Quando sarà accolto il concetto che "l'uomo va amato perché uomo rivendicando l'amore per l'uomo in ragione della dignità particolare che egli possiede": allora ci saremo.
Venendo più precisamente alla formazione professionale, argomento che ancora ieri è stato definito di importanza eccezionale, noi non possiamo non ribadire il nostro scetticismo sulla legge approvata dalla passata legislatura, per i motivi che facilmente si possono desumere da quanto ho detto prima.

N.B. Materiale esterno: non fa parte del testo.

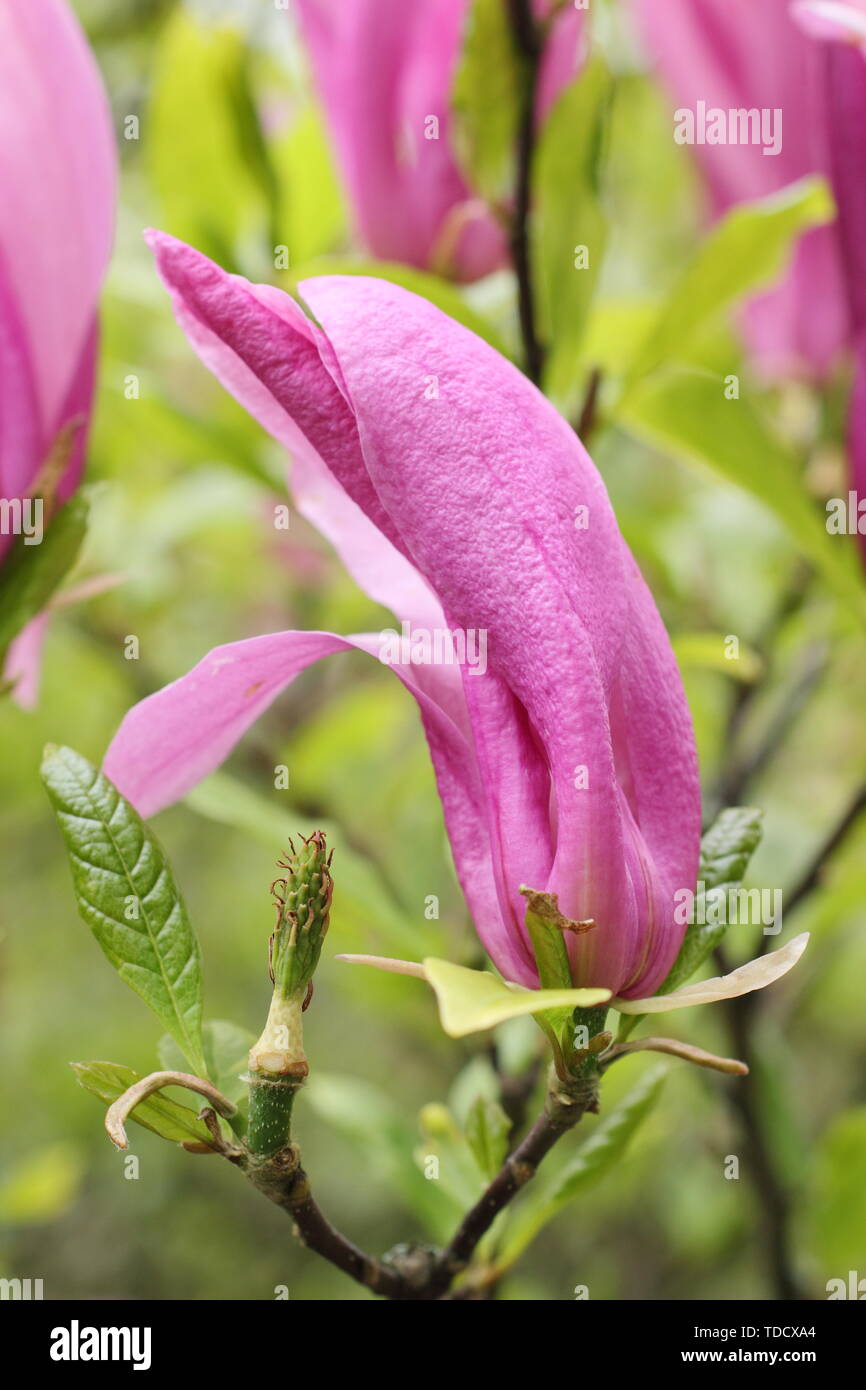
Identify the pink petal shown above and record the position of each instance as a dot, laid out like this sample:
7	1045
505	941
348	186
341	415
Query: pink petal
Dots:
384	68
737	53
24	660
485	483
263	349
477	484
57	168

Chiediamo però con serenità, con determinazione pari alle nostre convinzioni che, nell'applicazione della legge stessa e nei tempi previsti secondo le modalità indicate nel programma, sia veramente consentito a tutti di operare senza pregiudiziali di carattere ideologico politico.
Noi non ci stanchiamo di ribadire che la Regione dovrebbe innanzitutto programmare l'attività, utilizzando il patrimonio tecnico e tecnologico nelle varie realtà disponibili sia esso di natura pubblica o privata: si faccia largo uso di delega soprattutto all'Ente intermedio, cioè a quelle Province che hanno dimensioni, capacità e strutture idonee per recepirla.

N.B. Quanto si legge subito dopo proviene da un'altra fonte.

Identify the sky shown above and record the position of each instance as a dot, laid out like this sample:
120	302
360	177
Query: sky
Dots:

Non posso dimenticare la mia provenienza di vecchio amministratore provinciale, ma anche di conoscitore di quella realtà.

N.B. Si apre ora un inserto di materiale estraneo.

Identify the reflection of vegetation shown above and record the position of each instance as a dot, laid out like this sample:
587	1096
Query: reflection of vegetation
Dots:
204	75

Riteniamo invece si debba essere molto cauti nel concedere le deleghe a certi Comuni minori carenti delle caratteristiche indispensabili perch possano svolgere una proficua ed utile attività nell'interesse della formazione.
Ripeto, non per riprendere un discorso che già ieri ha avuto momenti di particolare attenzione, ma perché convinto dell'importanza dell'argomento riteniamo che oggi lavorare sul versante del settore formativo professionale vuol dire si contribuire ad uscire dalla congiuntura - perch tra l'altro si possono ridurre i costi del lavoro a mano a mano che si acquisisce una maggiore professionalità individuale - ma vuol dire soprattutto contribuire anche per il domani a dare maggiore dignità e personalità all'uomo, all'individuo, alla persona.
Vuol dire contribuire a formare individui che siano sempre più in grado di maturare opzioni personali motivate, nei quali cioè la scienza e la tecnica siano vissute come contributo necessario, ma non insostituibile al loro pieno sviluppo.
In ultima analisi riteniamo che ciò renda più difficile giungere a quell'indottrinamento, che è sempre un vero attentato alla libertà dell'uomo.
Nessuno - sono certo - vuole veramente perseguire un simile risultato.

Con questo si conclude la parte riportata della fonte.